The Defining Moments
Britt grew up in a house full of men. The only girl of her parents’ four children, she found giving to the men she loved to be as natural as breathing. To cement this habit, while in junior high, a group of girls whom she thought to be her friends devised a “Be mean to Donna Day,” which pushed her back to the fold of men, since loving and giving to her brothers had created a comfort zone in which she knew how to maneuver.

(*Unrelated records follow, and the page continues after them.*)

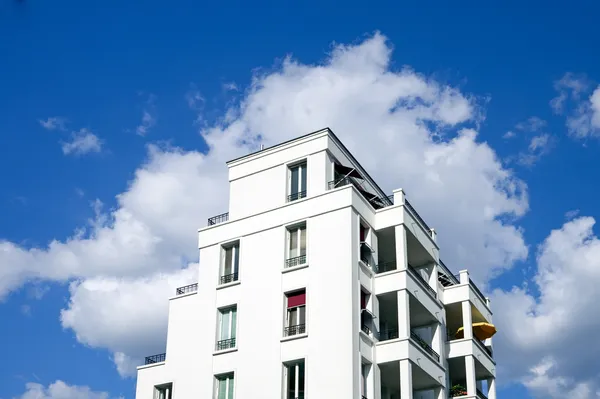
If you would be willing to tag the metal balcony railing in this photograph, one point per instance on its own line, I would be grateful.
(294, 330)
(225, 344)
(478, 292)
(387, 334)
(155, 358)
(296, 196)
(424, 345)
(218, 219)
(445, 276)
(418, 276)
(383, 266)
(228, 278)
(483, 347)
(417, 216)
(295, 261)
(186, 289)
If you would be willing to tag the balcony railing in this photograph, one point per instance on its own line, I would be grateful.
(296, 196)
(294, 330)
(295, 261)
(383, 266)
(218, 219)
(387, 334)
(186, 289)
(376, 202)
(445, 276)
(418, 276)
(155, 358)
(478, 292)
(225, 344)
(417, 216)
(483, 347)
(424, 345)
(228, 278)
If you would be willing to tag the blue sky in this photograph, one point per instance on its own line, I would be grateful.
(115, 114)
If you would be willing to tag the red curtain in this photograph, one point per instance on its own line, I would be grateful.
(296, 299)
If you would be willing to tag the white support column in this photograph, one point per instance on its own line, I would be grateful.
(467, 319)
(433, 276)
(405, 379)
(491, 388)
(437, 342)
(470, 375)
(401, 250)
(403, 314)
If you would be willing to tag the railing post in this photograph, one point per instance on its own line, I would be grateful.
(398, 196)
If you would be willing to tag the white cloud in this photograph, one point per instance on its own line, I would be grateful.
(130, 309)
(82, 142)
(547, 340)
(570, 86)
(148, 116)
(407, 130)
(60, 390)
(54, 123)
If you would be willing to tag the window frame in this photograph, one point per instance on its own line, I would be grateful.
(227, 377)
(302, 166)
(298, 390)
(298, 228)
(234, 246)
(232, 327)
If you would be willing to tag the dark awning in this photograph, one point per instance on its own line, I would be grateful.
(346, 171)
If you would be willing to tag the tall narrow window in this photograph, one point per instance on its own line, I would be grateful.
(296, 313)
(164, 391)
(296, 246)
(364, 373)
(297, 181)
(230, 263)
(227, 327)
(224, 386)
(294, 380)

Britt was extremely close to two of her brothers, the oldest and the youngest. But Darrell, her oldest brother was her heart. In her eyes, Darrell could do no wrong, despite his penchant for experimenting with drugs and breaking the hearts of the girls he dated. They seemed each other’s best friend and confidante until Darrell dropped out of college and moved to California. Once he returned to Gary, Indiana, their relationship drifted, though the love stayed the same. Thus, when Darrell is "murdered" by the Gary police for what they described as bizarre and menacing behavior, Britt blames herself for not re-forging their bond. This guilt sends her into a frenzy of needing to take care of the men in her life. She eventually has three sons of her own for whom she goes far beyond her duties as mother to assure that they are “safe.” In order to cope, she pushes her dead brother’s memory into the recesses of her mind but unconsciously lives her life trying to protect him and any other Black male from his fate.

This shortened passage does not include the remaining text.